他被人拍到和當紅小花姜矜攜手同遊看花燈。
照片裡,俊朗的男人低頭注視看著姜矜,目光溫柔繾綣,以爽朗出名的姜矜難得地嬌羞看著他。
評論是一片的好磕:
【磕S我了!我寶真的好甜好甜!】
【啊啊這男的是誰!好帥!】
很快有人扒出了他的身份,京圈太子爺靳望舟。
他本該在國外參加一場聚會,卻陪著姜矜出現在了偏遠城市的花燈節上。
一時間,關於太子爺為愛折腰的消息在熱搜上徘徊,全民都在磕神仙 cp。
微信聊天框內,靳望舟的母親勸我:「南溪,熱搜上那些都是假的,男人玩玩而已,你不要放心上去。」
再往下的一條,是我三天前問靳望舟:「過兩天我過生日,你回來嗎?」
他回:「太忙了,不回來。」
我幾乎能想到他矜貴淡漠的眉眼,懶散又不耐地打下了這幾個字。
原來他說得太忙了,是要陪姜矜拍戲,看花。
姜矜的這出戲在深山老林,那麼遠的距離,連五星級酒店都沒有,靳望舟這般潔癖的人居然會千裡迢迢地陪著去。
明明他同我出去,連酒店的床品都要挑剔一番。
酸澀和委屈在我的心頭不斷地蔓延開來。
我閉上眼。
玩玩而已……我才是靳望舟的那個,玩玩而已。
2
我和靳望舟是商業聯姻。
那天聽說靳太太在挑選看對眼的兒媳,我抱著試一試的心態站在了會場末尾的位置。
其實我明了,不過是走個過程。
按照我的家世,根本輪不到我的。
但是……萬一呢?
靳望舟姍姍來遲,路過我的時候,彎了彎唇角:「呀,小學妹,你也在這裡呀。」
他比我的身量高,精致的桃花眼裡倒映著一個我。
我的心都要怦地跳了出來,說話都有些不利索:「學長,我走個過場。」
他笑了笑,從我身邊掠過。
末了靳太太悄悄問他有沒有看對眼的人的時候,他懶散地朝我的方向望去:「就楚南溪吧。」
靳望舟說:「和她蠻有緣的。」
沒有人知道,他那一句有緣的背後,是我的整個五年。
3
我對靳望舟一見鍾情。
從在高中榮譽校友榜上見到他的那一刻,一股莫名的熟悉和悸動籠罩在了我的心頭。
後來他回校演講,站在演講臺上矜貴自傲,眉目間意氣風發,說話不緊不慢,字字清晰。
那般耀眼的模樣在一瞬間就把我的心神給掠奪了去。
為了他,我考入了哥倫比亞大學,他報社團我跟著去了社團,忙裡忙外地給他打下手,他去柏林唱 K 我託熟人把我也捎上了
柏林酒吧的燈光肆意,靳望舟穿著一件花襯衫,解了胸前的扣子,露出漂亮的鎖骨,他懶懶散散地抬眼,唇角掛著肆意的笑容:「好巧啊,小學妹。
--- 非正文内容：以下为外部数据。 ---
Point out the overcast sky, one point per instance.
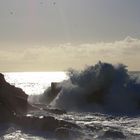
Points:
(41, 35)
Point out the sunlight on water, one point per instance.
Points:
(34, 82)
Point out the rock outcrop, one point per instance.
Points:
(13, 100)
(14, 107)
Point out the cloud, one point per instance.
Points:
(63, 56)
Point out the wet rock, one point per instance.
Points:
(62, 133)
(56, 111)
(43, 123)
(13, 100)
(114, 134)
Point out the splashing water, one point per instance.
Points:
(102, 87)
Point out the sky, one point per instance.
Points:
(55, 35)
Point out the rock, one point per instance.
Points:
(114, 134)
(43, 123)
(13, 100)
(62, 133)
(14, 106)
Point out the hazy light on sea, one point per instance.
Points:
(34, 82)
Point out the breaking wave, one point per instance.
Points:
(102, 87)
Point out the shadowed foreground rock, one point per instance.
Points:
(14, 107)
(13, 100)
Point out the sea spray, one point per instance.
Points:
(101, 88)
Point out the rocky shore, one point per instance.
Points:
(14, 108)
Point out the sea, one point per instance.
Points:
(95, 124)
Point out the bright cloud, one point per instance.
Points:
(63, 56)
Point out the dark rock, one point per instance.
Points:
(43, 123)
(114, 134)
(56, 111)
(14, 106)
(13, 100)
(62, 133)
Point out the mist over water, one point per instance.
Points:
(102, 87)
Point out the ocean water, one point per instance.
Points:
(96, 123)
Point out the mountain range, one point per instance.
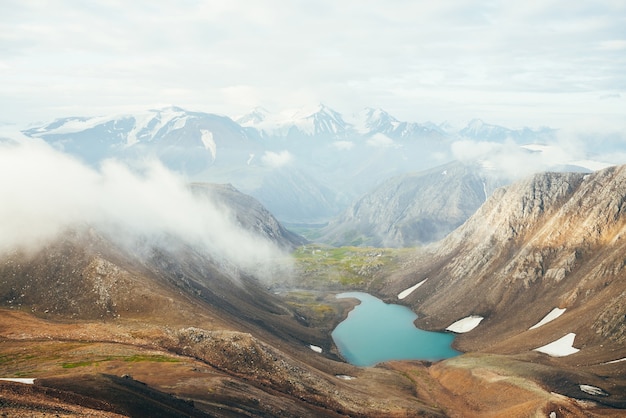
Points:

」
我壓抑著自己激動的心跳:「好巧啊,學長。」
後來他回國,我毅然放棄了學校提出的永居名額,跟著他的腳步回了國,把家裡的重心從魔都挪到了京都。
在他人生漫長的十餘年裡,都多多少少地穿插了一個我的身影。
一次靳望舟喝了酒回來,疲憊地躺在了沙發上,我虔誠又小心地給他煮了醒酒湯,生怕吵醒了他,卻不承想他突然睜開了雙眼:「楚南溪,你是不是喜歡我?」
藏了許多年的小心思被戳破,我整個人都愣在了原地。
我和靳望舟結婚前約好了要當朋友。
這麼一來,怕是連朋友都當不了。
下意識地,我反駁:「不是,我不……」
他哼哼笑了一聲。
下一秒,溫熱的唇覆蓋了上來,唇齒間有醇香的酒氣。
靳望舟聲音沙啞:「小學妹,你心跳得好快。」
「那我喜歡你,成了吧?」
我聽見自己的聲軟得不成樣子,心跳得幾乎要撲出來:「好。」
4
離靳望舟的那句喜歡,如今也不過才過了一年。
胸腔內反復湧了苦澀上來,我把那條新聞轉發給了靳望舟。
「這是真的嗎?」
靳望舟難得地秒回:「真的,我在陪她。」
第二條緊跟著過來了:「不要鬧,楚南溪,別找姜矜麻煩。」
黑色的字刺痛了我的雙眼,眼淚在剎那墜落。
原來他這般高高在上的人,也會為了一個人彎下腰,去打點那些他不曾注意的東西
前些日子靳望舟同姜矜被拍到了同行,照片裡他眼底的寵溺幾乎要溢出來了。
靳母大為生氣,斷掉了靳望舟的卡,卻不承想他為了姜矜直接同家裡斷掉了聯系。
靳望舟,是鐵了心地要同姜矜在一起,害怕我找麻煩,甚至截走了我手上兩個小明星的資源。
備忘錄的消息一條一條地劃過,記錄著靳望舟和姜矜的點點滴滴。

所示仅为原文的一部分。